Chinese search engine Baidu has agreed to invest $306 million in domestic travel website Qunar as it seeks to cash in on the booming tourism market in China.
Baidu, which dominates the Chinese search market after Google retreated following a spat with Beijing over censorship and cyberattacks last year, will take a majority stake in the travel search engine, Baidu said late Friday.
"Travel has long been one of the top categories on Baidu, and the number of travellers in China has been growing very rapidly, so this is a market of obvious strategic importance to us," chief financial officer Jennifer Li said in a statement.
Chinese tourism has ballooned in recent years along with blistering economic growth as an increasingly wealthy middle class travels around the country and overseas for leisure.
The country's air travel market is growing fast with a total of 267 million air passenger trips in 2010, up 15.8 percent from the previous year, according to official figures.

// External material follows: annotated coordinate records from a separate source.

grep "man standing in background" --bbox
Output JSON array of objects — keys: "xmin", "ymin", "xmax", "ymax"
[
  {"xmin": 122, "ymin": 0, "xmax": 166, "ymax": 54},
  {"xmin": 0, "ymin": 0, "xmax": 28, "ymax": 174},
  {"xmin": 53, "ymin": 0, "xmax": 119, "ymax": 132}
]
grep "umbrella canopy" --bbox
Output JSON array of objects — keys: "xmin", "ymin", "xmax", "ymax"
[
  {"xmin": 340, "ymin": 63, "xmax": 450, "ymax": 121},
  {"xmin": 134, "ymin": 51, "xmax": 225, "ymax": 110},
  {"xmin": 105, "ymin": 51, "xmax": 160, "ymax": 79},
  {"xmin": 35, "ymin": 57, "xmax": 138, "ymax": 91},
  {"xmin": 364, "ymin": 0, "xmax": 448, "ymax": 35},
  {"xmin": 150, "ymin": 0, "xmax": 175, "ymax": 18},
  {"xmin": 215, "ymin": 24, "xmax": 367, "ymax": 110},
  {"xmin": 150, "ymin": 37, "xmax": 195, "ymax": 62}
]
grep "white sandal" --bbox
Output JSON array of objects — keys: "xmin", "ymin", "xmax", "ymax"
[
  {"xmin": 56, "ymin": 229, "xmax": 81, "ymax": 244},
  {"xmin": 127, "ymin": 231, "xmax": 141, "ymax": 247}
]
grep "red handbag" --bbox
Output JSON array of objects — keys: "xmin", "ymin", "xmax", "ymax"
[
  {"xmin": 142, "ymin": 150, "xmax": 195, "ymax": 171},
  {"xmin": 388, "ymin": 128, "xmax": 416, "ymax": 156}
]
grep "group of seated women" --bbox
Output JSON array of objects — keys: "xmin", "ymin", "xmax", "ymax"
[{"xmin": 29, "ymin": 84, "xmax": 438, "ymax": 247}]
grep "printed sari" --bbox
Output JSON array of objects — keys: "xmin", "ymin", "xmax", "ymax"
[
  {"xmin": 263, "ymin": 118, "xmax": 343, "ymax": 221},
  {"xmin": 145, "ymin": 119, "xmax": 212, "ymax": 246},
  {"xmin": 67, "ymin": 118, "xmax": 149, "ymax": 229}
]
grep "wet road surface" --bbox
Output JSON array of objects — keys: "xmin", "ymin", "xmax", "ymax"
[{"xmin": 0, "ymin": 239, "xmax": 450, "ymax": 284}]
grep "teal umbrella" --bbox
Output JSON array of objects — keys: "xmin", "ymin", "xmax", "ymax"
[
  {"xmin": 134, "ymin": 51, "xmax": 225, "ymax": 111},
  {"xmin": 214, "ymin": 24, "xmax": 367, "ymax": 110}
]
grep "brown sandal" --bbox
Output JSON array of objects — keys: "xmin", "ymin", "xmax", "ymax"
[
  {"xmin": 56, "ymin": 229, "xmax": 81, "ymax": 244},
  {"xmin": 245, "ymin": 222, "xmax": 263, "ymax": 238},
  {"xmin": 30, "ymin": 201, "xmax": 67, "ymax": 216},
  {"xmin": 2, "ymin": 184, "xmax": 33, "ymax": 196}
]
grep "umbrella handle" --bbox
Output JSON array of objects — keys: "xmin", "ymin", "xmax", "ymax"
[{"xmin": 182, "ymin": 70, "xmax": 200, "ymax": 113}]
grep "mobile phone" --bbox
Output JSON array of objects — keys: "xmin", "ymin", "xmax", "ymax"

Qunar will operate as an independent company, with both firms cooperating on certain areas of online travel search, the statement said.
"By working with Baidu, we can focus on enhancing our search technology and the quality of our products and services," said Zhuang Chenchao, co-founder and chief executive of Qunar.
China is the world's biggest online market, with 477 million Internet users, according to official data.
Baidu had a 75.8-percent share of the overall search market in the first quarter of 2011, dwarfing Google's dwindling 19.2 percent, according to figures from research firm Analysys International.